Iniziamo subito premettendo una caratteristica fondamentale del full-length: ormai nello stile unico degli Asphyx Death e Doom si fondono alla perfezione e sono uno in pieno supporto dell’altro per offrire arrangiamenti dai quali, pur scaturendo un puro Death Metal, provengono anche atmosfere oscure e lievemente melodiche, quasi ad aprire la strada per quello che in futuro chiameremo Gothic nello stile di gruppi come i Draconian, che parecchio se non tutto devono a chi in passato ebbe il coraggio di sperimentare nella propria musica.
I ritmi di “Last One on Earth” si mantengono mediamente più elevati rispetto a “The Rack” e le due canzoni d’apertura (“M. S. Bismark” e la storica “The Krusher”) ce lo dimostrano subito. La band vuole dimostrare di aver saputo correggere le lievi imperfezioni del passato e infatti sin dai primi vagiti il disco si rivela molto più curato e dettagliato in ogni singolo passaggio o stacco. La qualità di registrazione ha anch’essa compiuto passi da gigante e il suono pare non avere più quella leggera patina che lo contraddistingueva in precedenza. Qui poi è questione di gusti dire cosa sia meglio, resta il fatto che il risultato è strabiliante.
“Serenade in Lead” porta poi all’estremo il concept del disco, perché ne è il pezzo più tirato, andando ad attingere solamente dalla tradizione del Death classico. Sono 3’ 28” durante i quali si viene presi a pugni e basta. “Serenade in Lead” rientra nel novero di quelle canzoni che una band compone con l’unico scopo di essere suonata on stage per far scatenare il macello sotto il palco e per cambiare così decisamente il tono della propria esibizione live.

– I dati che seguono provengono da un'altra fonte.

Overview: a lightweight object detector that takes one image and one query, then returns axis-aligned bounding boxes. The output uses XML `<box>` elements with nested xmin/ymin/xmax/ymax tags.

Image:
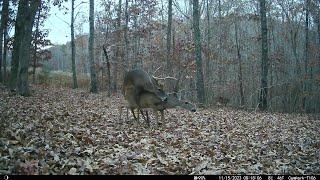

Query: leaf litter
<box><xmin>0</xmin><ymin>85</ymin><xmax>320</xmax><ymax>175</ymax></box>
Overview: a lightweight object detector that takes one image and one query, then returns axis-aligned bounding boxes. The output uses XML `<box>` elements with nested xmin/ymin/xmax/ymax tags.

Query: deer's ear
<box><xmin>171</xmin><ymin>92</ymin><xmax>178</xmax><ymax>98</ymax></box>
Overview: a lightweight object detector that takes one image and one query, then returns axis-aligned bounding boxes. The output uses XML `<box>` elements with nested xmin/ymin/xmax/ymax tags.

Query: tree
<box><xmin>193</xmin><ymin>0</ymin><xmax>205</xmax><ymax>104</ymax></box>
<box><xmin>124</xmin><ymin>0</ymin><xmax>129</xmax><ymax>70</ymax></box>
<box><xmin>259</xmin><ymin>0</ymin><xmax>268</xmax><ymax>111</ymax></box>
<box><xmin>10</xmin><ymin>0</ymin><xmax>41</xmax><ymax>96</ymax></box>
<box><xmin>70</xmin><ymin>0</ymin><xmax>78</xmax><ymax>89</ymax></box>
<box><xmin>302</xmin><ymin>0</ymin><xmax>311</xmax><ymax>112</ymax></box>
<box><xmin>166</xmin><ymin>0</ymin><xmax>172</xmax><ymax>74</ymax></box>
<box><xmin>89</xmin><ymin>0</ymin><xmax>98</xmax><ymax>93</ymax></box>
<box><xmin>0</xmin><ymin>0</ymin><xmax>9</xmax><ymax>82</ymax></box>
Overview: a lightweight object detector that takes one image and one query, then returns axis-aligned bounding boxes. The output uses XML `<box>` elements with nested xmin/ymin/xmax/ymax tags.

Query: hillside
<box><xmin>0</xmin><ymin>86</ymin><xmax>320</xmax><ymax>174</ymax></box>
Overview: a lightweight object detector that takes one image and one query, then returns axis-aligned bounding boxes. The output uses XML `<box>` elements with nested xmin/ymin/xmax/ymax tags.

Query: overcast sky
<box><xmin>44</xmin><ymin>0</ymin><xmax>92</xmax><ymax>44</ymax></box>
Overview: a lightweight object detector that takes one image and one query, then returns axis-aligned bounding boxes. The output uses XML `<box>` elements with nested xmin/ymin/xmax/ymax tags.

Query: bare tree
<box><xmin>11</xmin><ymin>0</ymin><xmax>41</xmax><ymax>96</ymax></box>
<box><xmin>0</xmin><ymin>0</ymin><xmax>9</xmax><ymax>82</ymax></box>
<box><xmin>70</xmin><ymin>0</ymin><xmax>78</xmax><ymax>89</ymax></box>
<box><xmin>193</xmin><ymin>0</ymin><xmax>205</xmax><ymax>104</ymax></box>
<box><xmin>89</xmin><ymin>0</ymin><xmax>98</xmax><ymax>93</ymax></box>
<box><xmin>259</xmin><ymin>0</ymin><xmax>268</xmax><ymax>111</ymax></box>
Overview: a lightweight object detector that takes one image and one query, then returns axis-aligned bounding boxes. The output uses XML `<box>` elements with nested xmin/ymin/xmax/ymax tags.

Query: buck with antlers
<box><xmin>120</xmin><ymin>70</ymin><xmax>196</xmax><ymax>125</ymax></box>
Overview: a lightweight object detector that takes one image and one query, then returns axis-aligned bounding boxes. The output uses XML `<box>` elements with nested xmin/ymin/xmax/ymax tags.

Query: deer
<box><xmin>120</xmin><ymin>92</ymin><xmax>196</xmax><ymax>126</ymax></box>
<box><xmin>122</xmin><ymin>69</ymin><xmax>167</xmax><ymax>119</ymax></box>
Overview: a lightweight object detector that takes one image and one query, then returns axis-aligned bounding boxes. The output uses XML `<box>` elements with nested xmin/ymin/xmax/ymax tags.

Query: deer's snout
<box><xmin>161</xmin><ymin>97</ymin><xmax>168</xmax><ymax>102</ymax></box>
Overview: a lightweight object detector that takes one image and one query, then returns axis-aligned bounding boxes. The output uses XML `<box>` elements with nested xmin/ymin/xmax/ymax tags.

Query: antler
<box><xmin>152</xmin><ymin>76</ymin><xmax>178</xmax><ymax>81</ymax></box>
<box><xmin>153</xmin><ymin>66</ymin><xmax>162</xmax><ymax>74</ymax></box>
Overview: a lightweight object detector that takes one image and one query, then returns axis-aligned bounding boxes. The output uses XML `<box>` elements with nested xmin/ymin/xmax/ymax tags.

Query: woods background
<box><xmin>0</xmin><ymin>0</ymin><xmax>320</xmax><ymax>113</ymax></box>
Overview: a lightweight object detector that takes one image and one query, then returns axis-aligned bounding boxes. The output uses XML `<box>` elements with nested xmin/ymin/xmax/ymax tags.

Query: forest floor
<box><xmin>0</xmin><ymin>86</ymin><xmax>320</xmax><ymax>174</ymax></box>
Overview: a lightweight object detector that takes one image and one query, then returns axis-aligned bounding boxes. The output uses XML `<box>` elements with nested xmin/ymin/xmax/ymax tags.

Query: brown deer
<box><xmin>120</xmin><ymin>92</ymin><xmax>196</xmax><ymax>126</ymax></box>
<box><xmin>122</xmin><ymin>69</ymin><xmax>167</xmax><ymax>119</ymax></box>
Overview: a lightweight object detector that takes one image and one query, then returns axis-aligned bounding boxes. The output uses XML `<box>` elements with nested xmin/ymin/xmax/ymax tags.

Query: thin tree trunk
<box><xmin>70</xmin><ymin>0</ymin><xmax>78</xmax><ymax>89</ymax></box>
<box><xmin>166</xmin><ymin>0</ymin><xmax>172</xmax><ymax>74</ymax></box>
<box><xmin>2</xmin><ymin>26</ymin><xmax>8</xmax><ymax>83</ymax></box>
<box><xmin>259</xmin><ymin>0</ymin><xmax>268</xmax><ymax>111</ymax></box>
<box><xmin>17</xmin><ymin>0</ymin><xmax>41</xmax><ymax>96</ymax></box>
<box><xmin>89</xmin><ymin>0</ymin><xmax>98</xmax><ymax>93</ymax></box>
<box><xmin>32</xmin><ymin>7</ymin><xmax>41</xmax><ymax>83</ymax></box>
<box><xmin>0</xmin><ymin>0</ymin><xmax>9</xmax><ymax>82</ymax></box>
<box><xmin>303</xmin><ymin>0</ymin><xmax>310</xmax><ymax>112</ymax></box>
<box><xmin>234</xmin><ymin>20</ymin><xmax>245</xmax><ymax>107</ymax></box>
<box><xmin>124</xmin><ymin>0</ymin><xmax>129</xmax><ymax>71</ymax></box>
<box><xmin>102</xmin><ymin>46</ymin><xmax>111</xmax><ymax>97</ymax></box>
<box><xmin>205</xmin><ymin>0</ymin><xmax>214</xmax><ymax>104</ymax></box>
<box><xmin>193</xmin><ymin>0</ymin><xmax>205</xmax><ymax>105</ymax></box>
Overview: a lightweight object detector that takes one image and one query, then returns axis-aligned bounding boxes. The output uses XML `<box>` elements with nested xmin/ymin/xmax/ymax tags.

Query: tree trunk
<box><xmin>32</xmin><ymin>7</ymin><xmax>41</xmax><ymax>83</ymax></box>
<box><xmin>193</xmin><ymin>0</ymin><xmax>205</xmax><ymax>105</ymax></box>
<box><xmin>102</xmin><ymin>46</ymin><xmax>111</xmax><ymax>97</ymax></box>
<box><xmin>166</xmin><ymin>0</ymin><xmax>172</xmax><ymax>75</ymax></box>
<box><xmin>2</xmin><ymin>26</ymin><xmax>8</xmax><ymax>83</ymax></box>
<box><xmin>205</xmin><ymin>0</ymin><xmax>214</xmax><ymax>104</ymax></box>
<box><xmin>124</xmin><ymin>0</ymin><xmax>129</xmax><ymax>71</ymax></box>
<box><xmin>0</xmin><ymin>0</ymin><xmax>9</xmax><ymax>82</ymax></box>
<box><xmin>234</xmin><ymin>20</ymin><xmax>245</xmax><ymax>107</ymax></box>
<box><xmin>259</xmin><ymin>0</ymin><xmax>268</xmax><ymax>111</ymax></box>
<box><xmin>88</xmin><ymin>0</ymin><xmax>98</xmax><ymax>93</ymax></box>
<box><xmin>113</xmin><ymin>0</ymin><xmax>122</xmax><ymax>92</ymax></box>
<box><xmin>302</xmin><ymin>0</ymin><xmax>310</xmax><ymax>112</ymax></box>
<box><xmin>70</xmin><ymin>0</ymin><xmax>78</xmax><ymax>89</ymax></box>
<box><xmin>17</xmin><ymin>0</ymin><xmax>41</xmax><ymax>96</ymax></box>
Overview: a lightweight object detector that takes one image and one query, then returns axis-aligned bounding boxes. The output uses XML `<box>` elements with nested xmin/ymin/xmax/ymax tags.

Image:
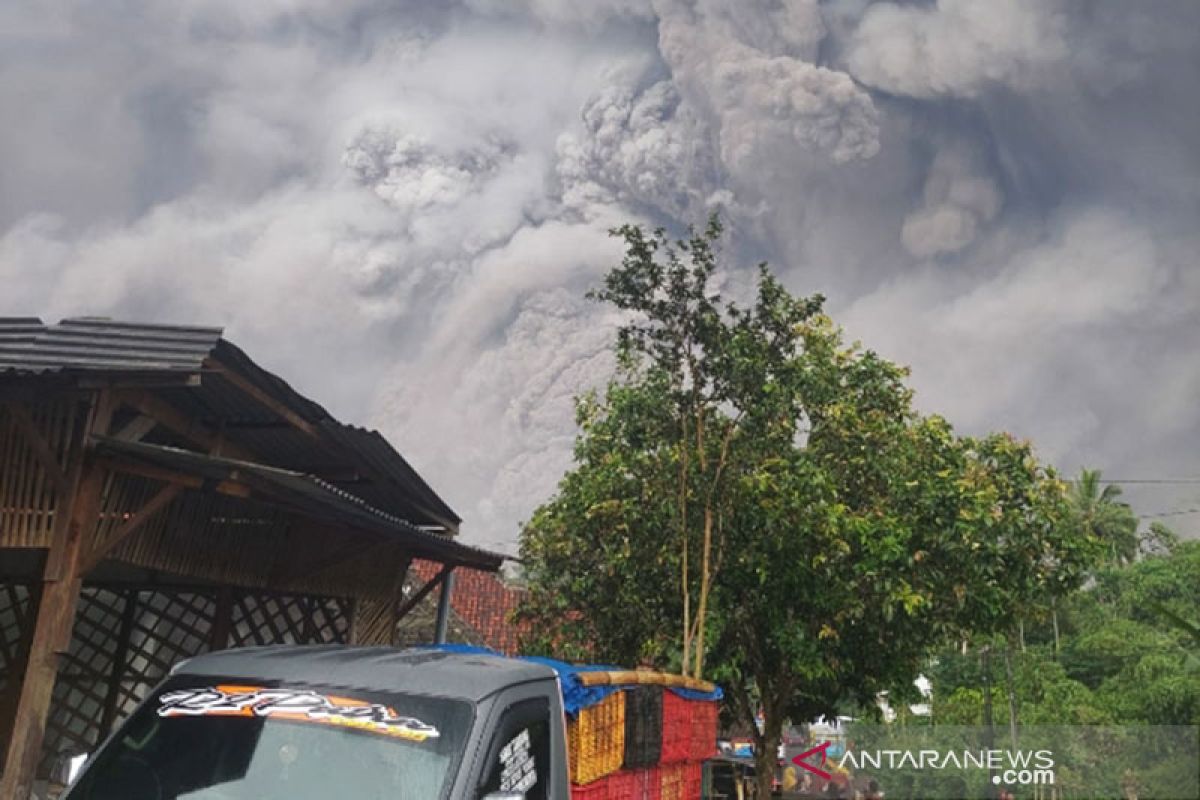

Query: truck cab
<box><xmin>65</xmin><ymin>645</ymin><xmax>570</xmax><ymax>800</ymax></box>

Arriva poi a sorpresa il brano più lungo, la title-track. “Last One on Earth” è la naturale prosecuzione del discorso compositivo iniziato dagli Asphyx con la canzone “The Rack” (che chiude il disco precedente e ne dà il titolo). Durando due minuti in meno, “Last One on Earth” fa capire che la band si è pure perfezionata in arrangiamenti lunghi come questi, sapendo sì comprimere i tempi, ma non togliendo nulla alla riuscita del pezzo. Come in “The Rack”, dopo svariati sali-scendi tra Death e Doom, si chiude con l’inserto di tastiere sfumate, melodiche e appena accennate, ciliegina sulla torta di una canzone che non ci si stanca facilmente di ascoltare, nonostante la sua lunghezza. Molto melodico e d’atmosfera è anche il guitar solo della canzone, sapiente introduzione alle atmosfere finali.

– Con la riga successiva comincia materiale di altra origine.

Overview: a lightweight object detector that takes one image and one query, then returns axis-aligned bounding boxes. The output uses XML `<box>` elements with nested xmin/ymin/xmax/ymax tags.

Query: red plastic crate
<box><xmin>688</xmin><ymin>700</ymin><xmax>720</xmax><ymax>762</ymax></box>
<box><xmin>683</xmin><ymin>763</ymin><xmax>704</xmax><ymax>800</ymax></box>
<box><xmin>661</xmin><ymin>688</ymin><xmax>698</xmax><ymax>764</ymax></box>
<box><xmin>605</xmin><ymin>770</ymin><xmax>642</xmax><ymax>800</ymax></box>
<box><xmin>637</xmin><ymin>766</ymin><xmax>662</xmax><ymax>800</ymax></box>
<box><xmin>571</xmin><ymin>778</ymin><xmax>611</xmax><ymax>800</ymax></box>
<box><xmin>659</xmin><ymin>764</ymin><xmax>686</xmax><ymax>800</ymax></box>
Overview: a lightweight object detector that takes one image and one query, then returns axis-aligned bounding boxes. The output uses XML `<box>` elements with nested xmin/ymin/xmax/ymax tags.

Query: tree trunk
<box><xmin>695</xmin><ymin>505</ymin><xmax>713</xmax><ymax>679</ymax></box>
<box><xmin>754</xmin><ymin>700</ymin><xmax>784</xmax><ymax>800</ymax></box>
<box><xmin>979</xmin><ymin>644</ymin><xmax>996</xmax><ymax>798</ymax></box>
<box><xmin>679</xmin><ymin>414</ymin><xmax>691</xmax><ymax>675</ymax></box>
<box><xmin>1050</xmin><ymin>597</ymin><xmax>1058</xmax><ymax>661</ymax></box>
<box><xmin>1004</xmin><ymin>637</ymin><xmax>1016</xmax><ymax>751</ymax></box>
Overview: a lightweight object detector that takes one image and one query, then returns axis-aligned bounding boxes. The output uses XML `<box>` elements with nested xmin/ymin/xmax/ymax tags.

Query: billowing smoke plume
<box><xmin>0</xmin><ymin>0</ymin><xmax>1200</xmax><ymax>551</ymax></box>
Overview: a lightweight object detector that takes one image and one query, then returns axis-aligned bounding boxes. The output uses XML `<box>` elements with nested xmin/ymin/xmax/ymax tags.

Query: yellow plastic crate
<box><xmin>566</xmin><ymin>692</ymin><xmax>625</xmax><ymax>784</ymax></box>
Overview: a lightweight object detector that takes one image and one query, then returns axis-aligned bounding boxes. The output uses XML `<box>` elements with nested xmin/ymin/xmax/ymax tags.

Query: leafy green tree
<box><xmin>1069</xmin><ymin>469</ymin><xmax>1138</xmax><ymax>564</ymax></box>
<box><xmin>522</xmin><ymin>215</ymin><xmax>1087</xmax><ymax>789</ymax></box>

“The Incarnation of Lust” e “Stream of ancient Wisdom” ci riportano poi alla realtà dura e cruda del Death. Anche qui sono da segnalare la maggiore naturalezza della band nell’eseguire i passaggi e la crescita esponenziale del loro stile, ormai divenuto maturo e unico, marchio di chi sa quello che vuole ottenere dalla propria musica. Di “Stream of ancient Wisdom” segnalerei l’ottimo solo a preparare il crescendo finale del brano, caratteristica compositiva che ormai sembra essere un marchio di fabbrica per gli Asphyx.
Molto tirata risulta essere pure “Food for the Ignorant”, sicuramente l’altra canzone potente del cd.

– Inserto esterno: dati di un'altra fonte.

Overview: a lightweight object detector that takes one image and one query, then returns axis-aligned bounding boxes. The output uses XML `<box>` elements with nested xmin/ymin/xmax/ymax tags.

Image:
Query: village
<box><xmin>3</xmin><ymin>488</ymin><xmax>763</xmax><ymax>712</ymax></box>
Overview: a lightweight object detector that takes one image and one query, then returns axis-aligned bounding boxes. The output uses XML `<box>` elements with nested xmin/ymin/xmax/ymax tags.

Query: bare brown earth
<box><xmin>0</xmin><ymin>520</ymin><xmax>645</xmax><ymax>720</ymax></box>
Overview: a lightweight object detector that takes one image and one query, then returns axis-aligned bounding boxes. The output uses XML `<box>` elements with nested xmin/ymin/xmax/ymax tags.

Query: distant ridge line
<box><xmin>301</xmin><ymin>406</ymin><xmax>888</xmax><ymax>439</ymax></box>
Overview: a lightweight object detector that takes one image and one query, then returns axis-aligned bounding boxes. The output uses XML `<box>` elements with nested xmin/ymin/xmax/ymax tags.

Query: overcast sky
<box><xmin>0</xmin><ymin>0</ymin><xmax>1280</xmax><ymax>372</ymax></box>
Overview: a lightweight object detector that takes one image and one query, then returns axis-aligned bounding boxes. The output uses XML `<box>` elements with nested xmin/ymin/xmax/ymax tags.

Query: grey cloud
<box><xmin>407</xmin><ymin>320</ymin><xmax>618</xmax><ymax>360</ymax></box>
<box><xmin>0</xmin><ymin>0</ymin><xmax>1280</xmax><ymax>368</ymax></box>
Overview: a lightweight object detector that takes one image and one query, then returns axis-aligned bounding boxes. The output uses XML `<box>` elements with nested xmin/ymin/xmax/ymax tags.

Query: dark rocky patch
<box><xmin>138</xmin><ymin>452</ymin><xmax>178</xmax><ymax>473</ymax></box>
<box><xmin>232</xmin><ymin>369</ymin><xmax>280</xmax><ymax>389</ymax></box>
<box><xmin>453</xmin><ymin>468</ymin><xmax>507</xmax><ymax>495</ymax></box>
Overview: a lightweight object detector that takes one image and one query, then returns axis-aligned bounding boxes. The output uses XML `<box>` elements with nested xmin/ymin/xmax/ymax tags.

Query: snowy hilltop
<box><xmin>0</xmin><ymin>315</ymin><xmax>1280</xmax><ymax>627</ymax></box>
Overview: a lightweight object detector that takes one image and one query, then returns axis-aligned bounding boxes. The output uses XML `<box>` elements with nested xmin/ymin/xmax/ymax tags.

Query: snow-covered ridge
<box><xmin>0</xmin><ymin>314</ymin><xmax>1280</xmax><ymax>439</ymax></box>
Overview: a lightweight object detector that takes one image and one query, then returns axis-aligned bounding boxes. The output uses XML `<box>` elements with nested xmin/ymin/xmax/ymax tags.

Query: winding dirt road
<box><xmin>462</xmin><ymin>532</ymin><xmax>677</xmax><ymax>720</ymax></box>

A chiudere, l’altro gioiello compositivo dell’opera, “Asphyx (Forgotten War)”. Ormai non si tratta più di parlare di una Death-Band che ha introdotto stralci di Doom nella sua musica, si tratta di dire che una valida formazione di ottimi musicisti ha saputo col tempo creare un suo stile unico. Credo che “Asphyx (Forgotten War)” non possa essere definita meglio.
Si sa, non è tutto oro quello che luccica. Durante il tour di “Last One on Earth” Van Drunen rimane affascinato dai Bolt Thrower e dalle loro potenzialità e ne diventa il bassista-cantante. Si scioglie così uno dei sodalizi che seppero dare maggior lustro non solo al metal olandese ma al Death Metal stesso. Non ritroveremo Van Drunen nella band fino al 2007, quando decisero di riunirsi. Il resto è storia, reputando infatti “Death…The Brutal Way” una delle migliori uscite di questo 2009 di per sé abbastanza avaro di novità.
Marco “Dragar” Sanco
Discutine sul forum nel topic relativo!
Tracklist:
1. M.S. Bismark
2. The Krusher
3. Serenade in Lead
4. Last One on Earth
5. The Incarnation of Lust
6. Streams of ancient Wisdom
7. Food for the Ignorant
8. Asphyx (Forgotten War)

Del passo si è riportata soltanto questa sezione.